"Early Modern Aristotle admirably demonstrates the pervasive role of Aristotelian authority in the period's philosophical, intellectual, religious, and literary disputes. Offering a comprehensive account of previously examined elements along with an abundance of new materials, the book is a substantial and original contribution to our understanding of a notable feature of early modern thinking."—Jill Kraye, University of LondonA reassessment of how the legacy of ancient philosophy functioned in early modern Europe
"Emphasizing the flexibility and ambiguity of philosophical authority that allowed the evocation of Aristotle for multiple purposes, often for contradictory and paradoxical motivations that include the reconciliation, subordination, or even dismantling of his philosophy, Eva Del Soldato provides a valuable reassessment of how the legacy of ancient philosophy functioned in early modern Europe."—Craig Martin, Università Ca'Foscari, Venice
In his Nicomachean Ethics, Aristotle affirms that despite his friendship with Plato, he was a better friend of the truth. With this statement, he rejected his teacher's authority, implying that the pursuit of philosophy does not entail any such obedience. Yet over the centuries Aristotle himself became the authority par excellence in the Western world, and even notorious anti-Aristotelians such as Galileo Galilei preferred to keep him as a friend rather than to contradict him openly. In Early Modern Aristotle, Eva Del Soldato contends that because the authority of Aristotle—like that of any other ancient, including Plato—was a construct, it could be tailored and customized to serve agendas that were often in direct contrast to one another, at times even in open conflict with the very tenets of Peripatetic philosophy.

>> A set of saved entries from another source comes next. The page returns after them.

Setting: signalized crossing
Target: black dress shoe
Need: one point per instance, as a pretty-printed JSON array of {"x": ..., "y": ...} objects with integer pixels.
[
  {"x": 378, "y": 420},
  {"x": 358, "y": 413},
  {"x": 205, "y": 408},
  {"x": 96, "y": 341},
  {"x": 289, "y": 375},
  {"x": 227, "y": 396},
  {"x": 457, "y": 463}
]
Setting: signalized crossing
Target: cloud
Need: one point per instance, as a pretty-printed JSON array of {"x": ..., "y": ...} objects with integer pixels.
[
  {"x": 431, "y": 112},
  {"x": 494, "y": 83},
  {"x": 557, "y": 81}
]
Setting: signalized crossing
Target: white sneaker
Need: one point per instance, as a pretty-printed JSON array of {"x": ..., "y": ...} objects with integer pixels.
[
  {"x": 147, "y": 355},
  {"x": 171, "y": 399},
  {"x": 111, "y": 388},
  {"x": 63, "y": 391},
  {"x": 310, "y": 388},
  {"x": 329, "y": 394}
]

Arguing that recourse to the principle of authority was not merely an instrument for inculcating minds with an immutable body of knowledge, Del Soldato investigates the ways in which the authority of Aristotle was exploited in a variety of contexts. The stories the five chapters tell often develop along the same chronological lines, and reveal consistent diachronic and synchronic patterns. Each focuses on strategies of negotiation, integration and rejection of Aristotle, considering both macro-phenomena, such as the philosophical genre of the comparatio (that is, a comparison of Aristotle and Plato's lives and doctrines), and smaller-scale receptions, such as the circulation of legends, anecdotes, fictions, and rhetorical tropes ("if Aristotle were alive . . ."), all featuring Aristotle as their protagonist. Through the analysis of surprisingly neglected episodes in intellectual history, Early Modern Aristotle traces how the authority of the ancient philosopher—constantly manipulated and negotiated—shaped philosophical and scientific debate in Europe from the fifteenth century until the dawn of the Enlightenment.
Eva Del Soldato teaches Romance languages at the University of Pennsylvania.